Principal Nutrients

Proteins

The word Protein has it origin in the Greek "protop"(first thing, principal, most important). Proteins are responsible for tissue formation and repair, they also participate in body and intellectual development.

The four most important elements in living things are carbon, hydrogen, oxygen and nitrogen.
Proteins are only found in nitrogen; the rest are present in fats

Substances with nitrogen as an element, were named proteins by a Dutch chemist named Gerrit Jan Mulder. Such proteins are formed by aminoacids, they are graphically represented by a brick wall. Aminoacids are formed by essential and non-essential aminoacids; essential aminoacids are those which the human body can not find enough of to synthesize, having to find them externally in foods. Non-essential aminoacids can be found from others. Essential aminoacids include: Isoleucina, leucina, lisine, methionine, fenilanine, treonine, throtofane, valine, and maybe histidine. (recent research suggest it could also be essential).

For optimum absorption, aminoacids must be in the right proportion. If a protein is composed of 3 aminoacids, 2 of them essential,  the missing aminoacid  would restrict the absorption or the synthesis of other available aminoacid.
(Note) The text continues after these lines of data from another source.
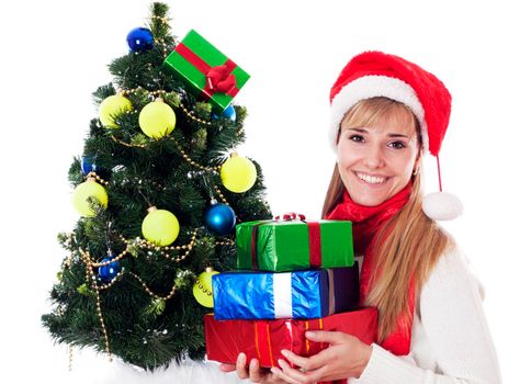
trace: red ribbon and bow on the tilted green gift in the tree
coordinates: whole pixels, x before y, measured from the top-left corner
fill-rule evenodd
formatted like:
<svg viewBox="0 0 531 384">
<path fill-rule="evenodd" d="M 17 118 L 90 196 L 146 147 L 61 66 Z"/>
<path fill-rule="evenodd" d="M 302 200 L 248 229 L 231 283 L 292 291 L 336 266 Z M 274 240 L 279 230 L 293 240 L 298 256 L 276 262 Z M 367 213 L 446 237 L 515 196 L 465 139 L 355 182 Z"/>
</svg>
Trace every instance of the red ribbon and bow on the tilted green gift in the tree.
<svg viewBox="0 0 531 384">
<path fill-rule="evenodd" d="M 176 46 L 176 52 L 206 77 L 203 93 L 208 98 L 212 98 L 214 93 L 225 93 L 234 98 L 238 93 L 239 89 L 236 87 L 236 77 L 231 74 L 236 68 L 236 64 L 233 60 L 227 58 L 223 65 L 211 67 L 182 43 Z"/>
</svg>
Protein Quality: Meat, fish, dairy products and eggs contain in their composition essential aminoacids needed by human cells. Vegetable proteins are considered incomplete for not containing the essential aminoacids. The term incomplete may be misinterpreted due to the many feeding combinations from which a complete protein may develop.

amaranto

A Protein's biological value or UPN (Net Protein Unit), establishes itself from the similarity in quantity and variety of aminoacids. The UPN of an EGG WHITE is 94%. All egg proteins are assimilated by our body. Meat has a UPN of 67% compared to flour, UPN of 61%, and Amaranth, UPN 75%.


Even though vegetable proteins are not complete, combination of aminoacids from different types of vegetables produce a high value complete protein with no cholesterol and less purins 

The human body requires proteins, no matter where it may come from. Aminoacid structure remains identical.


¿How much Protein is required?

This study is based on the amount of nitrogen consumed and used per day. A minimum amount of 0,47 g x kg per day was determined; an average optimal amount of 0,80 g x kg of weight per day was established.